The third major player in the pay-per-view game, the entertainment oriented World Wrestling Entertainment group, had its WrestleMania show April 3 from the Georgia Dome in Atlanta do 680,000 buys in North America. That was its best figure in three years. WWE has been declining in pay-per-view for a decade, but finished 2011 ahead of 2010 largely due to the return of one of its all-time biggest drawing fighters: actor Dwayne “The Rock” Johnson, known from the sport’s heyday of more than a decade ago.
Johnson’s return as the show’s featured attraction saw North American numbers for the company’s flagship event increase 37 percent from the prior year. However, Johnson’s first actual match, back on Nov. 20, did a disappointing 160,000 North American buys.
The 2012 version of WrestleMania, set for April 1 in Miami and headlined by Johnson vs. pro wrestling’s current biggest star, John Cena, will be promoted as the biggest match in the history of the organization and is expected to top last year’s numbers.
Where pro wrestling differs when it comes to pay-per-view is that the name of the event is key. No matter what is being presented or who the featured stars are, its big events are WrestleMania in the spring, the Royal Rumble in January and SummerSlam in August. WWE also remains strong internationally. While UFC and boxing are heavily North American oriented when it comes to pay-per-view revenue, there were WWE events in 2011 that did more than 50 percent of total buys outside North America, with particularly strong numbers in Europe and Mexico. This most recent WrestleMania did 460,000 additional buys outside of North America.
The WWE is estimated to do 2.18 million North American buys in 13 events in 2011. That would be up from 2.05 million in 2010. As recently as 2008, the company, which peaked on pay-per-view in 2001 and has been on a steady decline, did 3.16 million.
Top 10 PPV shows of 2011 (estimated figures for Dec. 30 Lesnar vs. Overeem are not available)

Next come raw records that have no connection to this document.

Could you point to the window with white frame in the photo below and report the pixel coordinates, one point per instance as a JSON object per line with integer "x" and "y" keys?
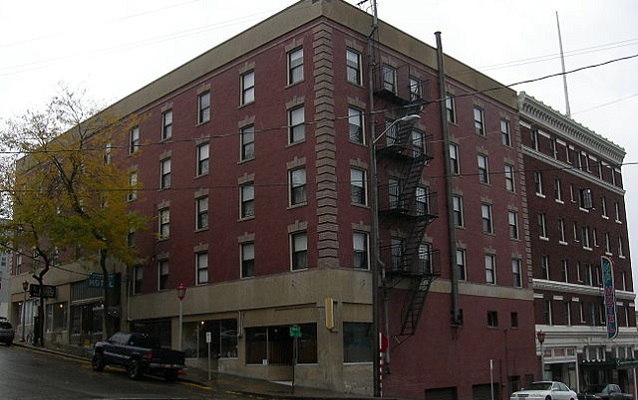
{"x": 201, "y": 266}
{"x": 165, "y": 173}
{"x": 355, "y": 125}
{"x": 134, "y": 140}
{"x": 353, "y": 67}
{"x": 167, "y": 124}
{"x": 358, "y": 186}
{"x": 247, "y": 88}
{"x": 162, "y": 275}
{"x": 247, "y": 251}
{"x": 490, "y": 268}
{"x": 483, "y": 170}
{"x": 201, "y": 208}
{"x": 505, "y": 132}
{"x": 247, "y": 143}
{"x": 295, "y": 66}
{"x": 203, "y": 159}
{"x": 486, "y": 218}
{"x": 296, "y": 125}
{"x": 247, "y": 201}
{"x": 164, "y": 223}
{"x": 360, "y": 250}
{"x": 510, "y": 185}
{"x": 457, "y": 205}
{"x": 203, "y": 107}
{"x": 479, "y": 121}
{"x": 299, "y": 250}
{"x": 297, "y": 184}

1. Boxing: Manny Pacquiao vs. Juan Manuel Marquez, Nov. 12; 1,410,000 buys
2. Boxing: Floyd Mayweather Jr. vs. Victor Ortiz, Sept. 19; 1,250,000 buys
3. Boxing: Manny Pacquiao vs. Shane Mosley, May 7; 1,100,000 buys
4. UFC 129: Georges St. Pierre vs. Jake Shields, April 30; 800,000 buys
5. UFC 126: Anderson Silva vs. Vitor Belfort, Feb. 5; 725,000 buys
6. WWE WrestleMania 27: Headliners John Cena, Dwayne “The Rock” Johnson, The Miz, April 3; 680,000 buys
7. Boxing: Miguel Cotto vs. Antonio Margarito, Dec. 3; 600,000 buys
8. UFC 133: Jon Jones vs. Rampage Jackson, Sept. 24; 520,000 buys
9. UFC 128: Jon Jones vs. Mauricio “Shogun” Rua, March 19; 490,000 buys
10. UFC 140: Jon Jones vs. Lyoto Machida, Dec. 10; 480,000 buys.